GAZETECİLERE SİBER ZORBALIK !?

 

                 GAZETECİLERE SİBER ZORBALIK !?

Artık öyle günlere geldik ki; şu elimizden düşmeyen 'Cep Telefonları' ve hepimizin sevdası olan 'İnternet' kullanımını bir kenara fırlatıp, eski güvenli alışkanlıklarımıza dönebiliriz!..

Eyy paraya para demeyen, birkaç yılda dünyanın en zenginleri arasına giriveren Cep Telefonu ve İnternet Şirketleri, özellikle size sesleniyoruz: Parasını peşin ödediğimiz bu çağdaş haberleşme ve iletişim aygıtlarının güvenliğini sağlamak, öncelikle sizin görevinizdir!.. Geçmişte ülkemizde, özellikle FETÖ'cülerin başımıza getirdikleri türlü belâları, bu siber zorbalık oyunuyla yok yere suçlanan, hapislere atılan, yok yere hastalanan, ölen, işini-eşini-ailesini bu yüzden kaybeden insanlarımızı asla unutmadık!..

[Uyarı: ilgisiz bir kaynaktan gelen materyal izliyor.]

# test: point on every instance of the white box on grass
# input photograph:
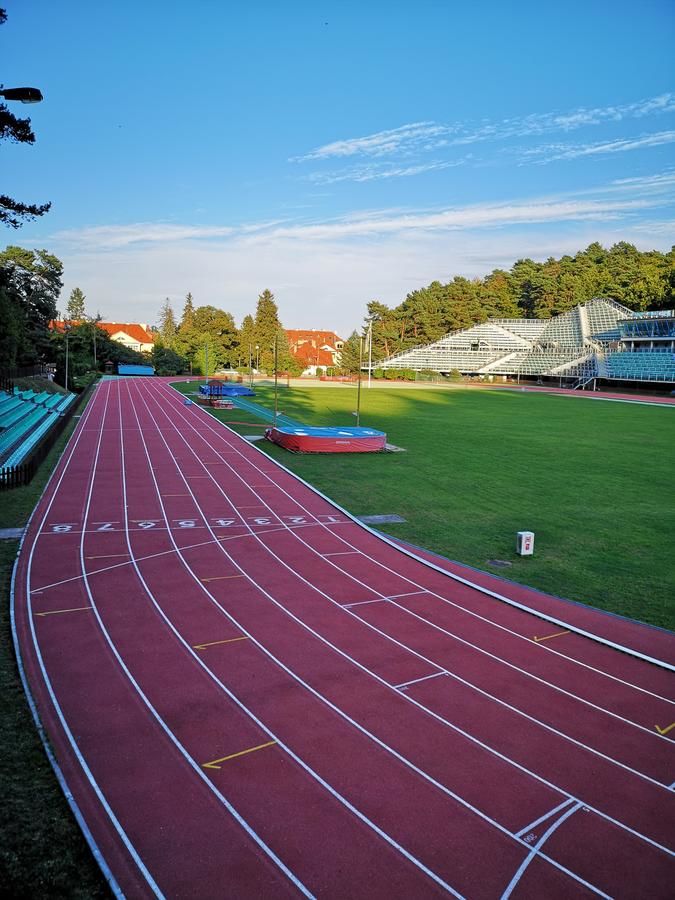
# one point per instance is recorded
(525, 543)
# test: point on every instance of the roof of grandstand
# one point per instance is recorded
(580, 343)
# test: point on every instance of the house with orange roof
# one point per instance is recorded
(314, 349)
(134, 335)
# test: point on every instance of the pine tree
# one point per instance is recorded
(187, 320)
(247, 341)
(351, 353)
(167, 324)
(268, 328)
(75, 308)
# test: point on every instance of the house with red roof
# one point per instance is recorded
(314, 349)
(134, 335)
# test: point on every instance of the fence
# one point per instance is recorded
(22, 474)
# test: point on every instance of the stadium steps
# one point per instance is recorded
(18, 432)
(11, 418)
(21, 452)
(497, 363)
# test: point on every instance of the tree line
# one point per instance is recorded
(639, 280)
(206, 339)
(31, 283)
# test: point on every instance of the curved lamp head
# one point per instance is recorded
(23, 95)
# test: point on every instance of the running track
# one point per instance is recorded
(249, 694)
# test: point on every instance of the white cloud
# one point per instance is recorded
(378, 172)
(421, 137)
(323, 273)
(394, 140)
(553, 152)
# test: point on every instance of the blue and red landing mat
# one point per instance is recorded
(218, 389)
(308, 439)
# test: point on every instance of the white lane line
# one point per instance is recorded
(535, 851)
(339, 553)
(305, 766)
(550, 728)
(405, 696)
(364, 602)
(443, 788)
(405, 684)
(551, 812)
(71, 738)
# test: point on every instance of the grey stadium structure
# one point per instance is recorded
(600, 339)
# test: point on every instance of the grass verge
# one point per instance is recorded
(42, 852)
(590, 478)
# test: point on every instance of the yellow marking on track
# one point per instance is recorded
(214, 763)
(664, 730)
(220, 578)
(214, 643)
(547, 637)
(55, 612)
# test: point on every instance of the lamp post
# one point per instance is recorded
(358, 384)
(22, 95)
(276, 381)
(66, 328)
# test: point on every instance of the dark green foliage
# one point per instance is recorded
(30, 284)
(12, 212)
(351, 355)
(168, 362)
(75, 308)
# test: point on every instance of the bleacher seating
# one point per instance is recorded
(599, 339)
(641, 365)
(25, 417)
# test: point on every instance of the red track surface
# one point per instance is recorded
(249, 694)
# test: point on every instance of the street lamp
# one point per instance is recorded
(22, 95)
(66, 327)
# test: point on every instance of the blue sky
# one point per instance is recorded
(334, 152)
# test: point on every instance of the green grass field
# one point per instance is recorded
(592, 479)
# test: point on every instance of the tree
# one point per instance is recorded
(186, 321)
(246, 341)
(12, 212)
(267, 329)
(167, 324)
(75, 306)
(31, 284)
(167, 361)
(351, 354)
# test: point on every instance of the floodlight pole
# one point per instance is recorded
(66, 328)
(358, 384)
(276, 379)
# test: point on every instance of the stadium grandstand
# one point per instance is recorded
(600, 339)
(25, 418)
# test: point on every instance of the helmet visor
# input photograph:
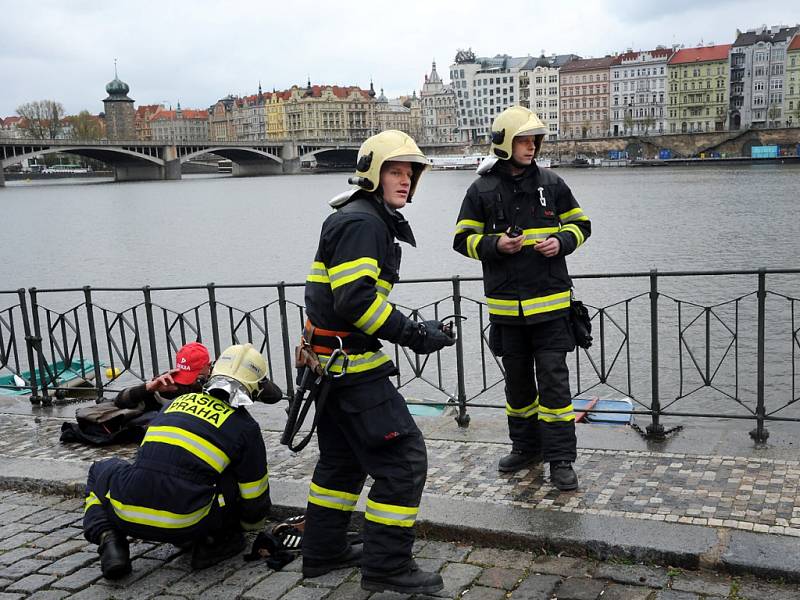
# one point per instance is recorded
(237, 394)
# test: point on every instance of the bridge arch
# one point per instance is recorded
(109, 156)
(236, 155)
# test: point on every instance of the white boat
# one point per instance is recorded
(440, 163)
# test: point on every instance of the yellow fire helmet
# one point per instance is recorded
(512, 122)
(389, 145)
(238, 372)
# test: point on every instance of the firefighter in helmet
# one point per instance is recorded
(365, 427)
(521, 221)
(200, 475)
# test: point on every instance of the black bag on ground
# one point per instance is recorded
(581, 323)
(104, 424)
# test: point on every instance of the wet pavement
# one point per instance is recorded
(699, 516)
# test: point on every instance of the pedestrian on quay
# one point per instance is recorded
(200, 476)
(365, 427)
(521, 221)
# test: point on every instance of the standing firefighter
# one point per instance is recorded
(199, 478)
(521, 221)
(364, 427)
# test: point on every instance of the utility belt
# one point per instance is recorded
(328, 341)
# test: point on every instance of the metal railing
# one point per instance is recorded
(733, 358)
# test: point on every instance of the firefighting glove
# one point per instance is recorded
(426, 337)
(267, 392)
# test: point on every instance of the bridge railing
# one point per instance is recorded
(734, 355)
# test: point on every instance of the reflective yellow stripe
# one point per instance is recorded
(344, 501)
(350, 271)
(556, 414)
(472, 245)
(383, 286)
(540, 234)
(91, 500)
(319, 273)
(574, 230)
(157, 518)
(541, 304)
(576, 214)
(525, 412)
(508, 308)
(254, 489)
(192, 443)
(358, 363)
(375, 315)
(469, 225)
(391, 514)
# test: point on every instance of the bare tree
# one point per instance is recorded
(41, 119)
(85, 126)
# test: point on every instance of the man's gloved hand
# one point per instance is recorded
(426, 337)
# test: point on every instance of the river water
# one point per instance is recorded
(264, 230)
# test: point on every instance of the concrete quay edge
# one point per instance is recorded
(512, 527)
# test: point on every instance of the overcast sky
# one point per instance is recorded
(197, 52)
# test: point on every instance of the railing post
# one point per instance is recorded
(655, 431)
(463, 418)
(287, 362)
(30, 341)
(151, 329)
(760, 433)
(38, 373)
(87, 294)
(212, 306)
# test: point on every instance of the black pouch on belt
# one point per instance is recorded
(581, 323)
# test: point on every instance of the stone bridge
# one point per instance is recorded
(727, 143)
(136, 160)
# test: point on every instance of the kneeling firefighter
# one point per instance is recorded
(364, 427)
(199, 478)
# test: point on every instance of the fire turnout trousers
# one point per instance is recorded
(538, 406)
(99, 515)
(366, 429)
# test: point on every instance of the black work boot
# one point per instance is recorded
(518, 459)
(563, 476)
(412, 581)
(215, 549)
(115, 557)
(351, 558)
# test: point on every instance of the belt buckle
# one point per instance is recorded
(335, 355)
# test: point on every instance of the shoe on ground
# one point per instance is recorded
(412, 581)
(518, 459)
(316, 568)
(563, 476)
(215, 549)
(115, 557)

Yeni bir siber zorbalığa daha tanık olduk!.. Yeniçağ Gazetesi'nin iki gazetecisinin başına gelenleri hepimiz öğrendik!.. Özellikle televizyon programlarına çıkıp da, olanı-biteni  en ufak ayrıntısına kadar anlatan sayın Murat Ağırel'in söylediklerini dinledik!.. Daha önce aynı söylemlerin benzerlerini FETÖ'nün bu yolla mağdur ettiği Teğmen Mehmet Ali Çelebi'den de dinlemiştik!.. Abonesi oldukları cep telefonu şirketinden, bu işleri kimin ve nasıl yaptıkları konusunda, bu sorunun köklü çözümü için hiç bir bilgi alamadıklarını söylüyorlardı!..

Bu ne biçim bir anlayıştır!? Bu nasıl güvenlik tedbiridir!? Beni abone edeceksiniz, paramı peşin alacaksınız, bütün konuşmalarımı, kişisel bilgilerimi, ailevi ve mesleki sırlarımın güvenliğini sağlayamayıp, ben abonenizi koruyamayıp, sonuçta bu yolla benim suçlu duruma düşmemi de seyredip, kötü niyetli kişilerin elinde oyuncak olmamı karşıdan izleyeceksiniz, öyle mi!? Artık yeter!.. Siuzin aboneliklerinizi sürdürmek zorunda değiliz beyler!.. Oturup da sizin düşünme ve tetbirlerinizi alma vaktiniz gelmedi mi!?

Bizler, sizin bu güvensiz cep telefonları ile internet şirketlerinizin "Sağılı İnekleri" değiliz!.. Bir anda hepinizin aboneliğini de, kullanımını da bırakıveririz!.. Biz bunları kullanma mecburiyetinde de değiliz efendiler!.. Sizin bu sisteme dünyanın parasını veriyorsak, bütün sırlarımızı da güvenerek size emanet ediyorsak eğer, her insanın Anayasal hakkı olan 'Kişisel Gizlilik ve Konunma' hakkının da tam olarak yerine getirilmesi gerekmektedir!.. Bunu lütfen değil, zorunlu olarak yapmalısınız!.. Eğer bunu sağlayamazsanız da, bu işi siz de bırakmak zorunda olup, abonesiz ve müşterisiz kalarak, en kısa sürede iflâs bayrağını çekip, tarihin tozlu sayfalarına siz de giriverirsiniz!..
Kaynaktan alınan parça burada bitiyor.